Wie beim Vorgänger wird nicht lang gefackelt, sondern gleich mit viel Wumms gerockt. Entsprechend gibt es mit dem Opener „That Way“ energiegelandenen Alternative-Rock auf die Ohren, der zwar auch ruhige Momente kennt, im Großen und Ganzen aber nur eine Richtung kennt: straight und mit voller Wucht nach vorn! In diesem Sinne schließen sich auch „Tasteless Shade“ und „If I Had A Heart“ an, ehe „These Times“ sich einen Moment zurücknimmt, ohne die druckvollen Langäxte zu vernachlässigen. Der Titeltrack „Splinter“ präsentiert sich als abwechslungsreicher Mix aus reduzierter Instrumentierung und laut schrammelnden Gitarren, ehe „Nice To Meet You“ wieder in die Vollen geht. Nach dem eröffnenden Pianogeklimper von „The Masochist“ kehren auch hier die knackigen Riffs zur rauen Stimme von Andy Röösli (Sänger, Gitarrist, Pianist und Songschreiber der Kapelle) zurück. Zwischendrin erwarten den Hörer noch einige ruhige Passagen mit entsprechenden Klavierakkorden, denen Andys Schreigesang Paroli bietet. Diese Kombi passt jedoch ganz hervorragend und so findet auch „Run Away“ ganz schnell den Weg in Ohr und Bein, bevor mit „Believe“ eine echte Ballade an den Start geht. SLAG IN CULLET vermeiden schlauerweise den Gefühlsoverkill und so passt auch dieser Song gut ins Bild, das mit dem flotten „Bruise“ und dem basslastigen „Things That Seen So Plain“ vervollständigt wird.
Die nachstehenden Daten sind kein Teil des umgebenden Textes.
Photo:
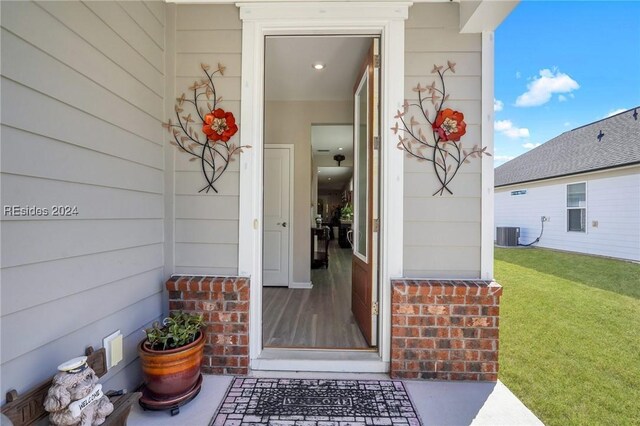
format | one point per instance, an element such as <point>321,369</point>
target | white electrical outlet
<point>113,348</point>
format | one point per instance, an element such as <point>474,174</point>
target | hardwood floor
<point>314,318</point>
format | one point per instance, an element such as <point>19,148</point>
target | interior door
<point>277,220</point>
<point>364,262</point>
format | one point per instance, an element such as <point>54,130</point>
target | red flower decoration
<point>219,125</point>
<point>450,125</point>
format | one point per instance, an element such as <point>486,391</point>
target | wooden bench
<point>28,409</point>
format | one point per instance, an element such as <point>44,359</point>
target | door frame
<point>340,18</point>
<point>291,149</point>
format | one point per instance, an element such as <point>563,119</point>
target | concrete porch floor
<point>438,403</point>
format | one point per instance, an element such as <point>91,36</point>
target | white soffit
<point>486,15</point>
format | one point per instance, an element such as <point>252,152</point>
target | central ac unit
<point>507,236</point>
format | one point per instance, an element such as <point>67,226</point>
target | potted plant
<point>171,355</point>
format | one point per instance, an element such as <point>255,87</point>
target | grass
<point>570,335</point>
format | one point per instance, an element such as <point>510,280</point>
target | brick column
<point>445,329</point>
<point>224,302</point>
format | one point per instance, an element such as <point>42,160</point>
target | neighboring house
<point>585,182</point>
<point>85,89</point>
Die treibende Mucke auf „Splinter“ schreit geradezu nach der Bühne. Da passt es gut, dass SLAG IN CULLET sich als absolute Liveband verstehen. Ohne den Dreier bestehend aus Andy Röösli, Rafaela Dieu am Bass und David Burger an den Drums schon mal live gesehen zu haben, vermute ich einfach mal anhand der vorliegenden Konservenkost, dass es bei diesem Trio hochenergetisch zu Sache geht.